In Archived

After a steady rise for much of 2013, market volatility picked up significantly in June, with broad weakness across most major market indices.  Through Monday, the S&P 500 declined 3.4% during the month (down almost 7% from its peak) and emerging markets, as measured by the MSCI Emerging Market index, is down 11% in June (and 19% from their peak).
The declines were not limited to traditional “risk” asset classes like equities. As interest rates have risen on concerns of the Federal Reserve “tapering“ its quantitative easing program sooner rather than later, the Barclays Aggregate Bond index fell 2.5% in June and is now down 3.4% in 2013.  Times like these create anxiety in even the most seasoned investors.  As we have articulated in prior communications, we have been expecting increased volatility and possible weakness for quite some time and have taken proactive steps over the past few months in an effort to dampen the impact to client portfolios.

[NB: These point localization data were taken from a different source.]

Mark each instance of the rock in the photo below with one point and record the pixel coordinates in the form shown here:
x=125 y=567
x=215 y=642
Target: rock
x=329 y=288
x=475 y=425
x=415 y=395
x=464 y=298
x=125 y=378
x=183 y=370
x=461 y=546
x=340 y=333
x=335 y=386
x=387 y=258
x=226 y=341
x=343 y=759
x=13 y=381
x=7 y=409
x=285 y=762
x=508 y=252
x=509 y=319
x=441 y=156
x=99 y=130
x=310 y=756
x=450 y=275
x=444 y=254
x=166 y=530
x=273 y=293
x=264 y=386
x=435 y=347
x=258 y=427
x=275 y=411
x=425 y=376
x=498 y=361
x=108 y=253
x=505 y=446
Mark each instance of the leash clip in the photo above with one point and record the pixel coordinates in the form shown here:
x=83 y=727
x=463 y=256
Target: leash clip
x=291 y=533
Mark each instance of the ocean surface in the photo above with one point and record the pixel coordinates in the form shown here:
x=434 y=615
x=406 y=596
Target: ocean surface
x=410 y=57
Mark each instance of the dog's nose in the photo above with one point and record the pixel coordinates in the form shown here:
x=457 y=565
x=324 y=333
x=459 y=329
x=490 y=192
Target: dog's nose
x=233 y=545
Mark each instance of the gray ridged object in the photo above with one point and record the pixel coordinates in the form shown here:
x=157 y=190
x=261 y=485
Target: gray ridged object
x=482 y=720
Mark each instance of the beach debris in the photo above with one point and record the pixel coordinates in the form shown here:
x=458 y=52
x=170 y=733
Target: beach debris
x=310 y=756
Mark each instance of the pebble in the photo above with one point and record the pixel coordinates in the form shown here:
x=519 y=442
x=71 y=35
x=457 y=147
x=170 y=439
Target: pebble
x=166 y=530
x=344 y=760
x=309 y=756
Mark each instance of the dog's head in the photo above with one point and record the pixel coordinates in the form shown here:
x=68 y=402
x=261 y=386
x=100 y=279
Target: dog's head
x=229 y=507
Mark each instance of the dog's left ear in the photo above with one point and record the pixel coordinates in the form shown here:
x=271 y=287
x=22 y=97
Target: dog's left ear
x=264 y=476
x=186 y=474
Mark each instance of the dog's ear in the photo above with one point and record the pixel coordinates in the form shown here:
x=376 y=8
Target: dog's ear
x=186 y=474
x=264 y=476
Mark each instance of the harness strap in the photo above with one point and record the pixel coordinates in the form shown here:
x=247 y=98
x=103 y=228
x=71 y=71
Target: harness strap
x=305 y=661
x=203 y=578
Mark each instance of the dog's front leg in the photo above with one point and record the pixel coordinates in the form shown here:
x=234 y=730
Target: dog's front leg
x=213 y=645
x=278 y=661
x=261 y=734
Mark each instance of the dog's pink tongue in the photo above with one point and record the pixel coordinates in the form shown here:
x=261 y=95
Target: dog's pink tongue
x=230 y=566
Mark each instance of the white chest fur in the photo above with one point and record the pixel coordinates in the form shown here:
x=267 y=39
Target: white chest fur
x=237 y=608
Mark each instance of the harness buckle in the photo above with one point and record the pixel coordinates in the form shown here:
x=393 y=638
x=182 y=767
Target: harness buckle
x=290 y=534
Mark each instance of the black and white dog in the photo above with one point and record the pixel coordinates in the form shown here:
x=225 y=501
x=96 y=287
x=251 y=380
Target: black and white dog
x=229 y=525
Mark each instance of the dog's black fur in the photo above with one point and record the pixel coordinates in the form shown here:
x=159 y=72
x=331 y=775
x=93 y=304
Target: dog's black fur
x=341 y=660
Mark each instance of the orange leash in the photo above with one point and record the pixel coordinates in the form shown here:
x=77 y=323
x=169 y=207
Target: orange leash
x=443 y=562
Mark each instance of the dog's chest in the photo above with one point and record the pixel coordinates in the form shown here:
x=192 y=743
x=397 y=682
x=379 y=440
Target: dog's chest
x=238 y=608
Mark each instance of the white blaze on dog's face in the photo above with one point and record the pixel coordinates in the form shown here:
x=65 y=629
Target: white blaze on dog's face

While downside volatility is never pleasant, we do expect risk markets (stocks and bonds) to operate outside the “norm” periodically.  Additionally, while uncomfortable, we believe that market weakness does create opportunities for attractive investments.

Even with the negative returns in the month of June, U.S. equity markets remain solidly positive year-to-date and continue to be the best performing asset class in the world.  Crestwood portfolios have benefited from this as our largest growth-oriented asset class exposure is in large cap U.S. equities.  Additionally, as markets rallied higher in the first part of the year, we actively reduced overweight exposures to stocks approaching our target valuations.  Now as markets pull back, we hope to have the opportunity to purchase high quality companies trading at more attractive valuations.

The more significant sell-off in emerging markets is the result of a convergence of negative factors including a stronger U.S. dollar, geopolitical tensions, a slowing Chinese economy, concerns over future central bank policies and a general retreat from riskier assets.  These risks are always amplified for this asset class and why emerging markets continue to be a more modest weight in client accounts, relative to U.S. equities and fixed income.  Today, many emerging markets trade at valuations near previous crisis troughs (i.e. 2008), which we believe amply represents the confluence of risks noted above.  While we anticipate emerging market investments to continue to be volatile, we believe that these economies will continue to be the primary engine of global growth in the years ahead and that they remain attractive investment opportunities.  As with many of our investments, we’ve emphasized dividend income within our emerging market exposure as this has historically offered stronger and smoother returns for long-term investors.

Perhaps the most dramatic movement this month was the sell-off in bonds and the corresponding rise in interest rates.  Significantly, the benchmark 10 year Treasury yield rose over 60% since early May, from about 1.6% to over 2.6%, as investors reacted to concerns of diminishing bond purchases from the Federal Reserve.  We’ve long articulated a view of higher future interest rates and over the past few years have focused on building shorter-duration portfolios to mitigate interest rate risks.  In addition to our short-term focused core U.S. bond portfolios, our investments in floating rate debt, mortgage bonds and emerging market bonds have enhanced opportunities for total return and helped keep the duration of client’s portfolio well below that of the broader bond benchmarks, lessening the sensitivity to rising rates.  While emerging market bonds have suffered recently on the strength of the U.S. dollar, we continue to believe in the investment opportunity and client bond portfolios have generally benefited by our diversification and positioning.

Despite the significant decline in gold prices to start the year, we continue to hold a relatively small position to hedge the risk of holding fiat currencies in an era of unprecedented money printing by central banks around the world.  Gold has traditionally struggled at interest rate inflection points but, with inflation percolating in many parts of the globe, we remain firm in our conviction that gold is a worthwhile investment longer term.

We have taken several actions over the past few quarters to protect client assets in what continues to be an extremely uncertain environment.  While cash is the only asset that offers complete protection when asset values decline, we believe the mix of assets in client accounts is the right mix not only to protect in times of volatility but also to provide appropriate exposure to the growing sectors of the global economy.  We remain vigilant on the exposures in client portfolios and are constantly evaluating alternatives that may help to further protect and grow client assets.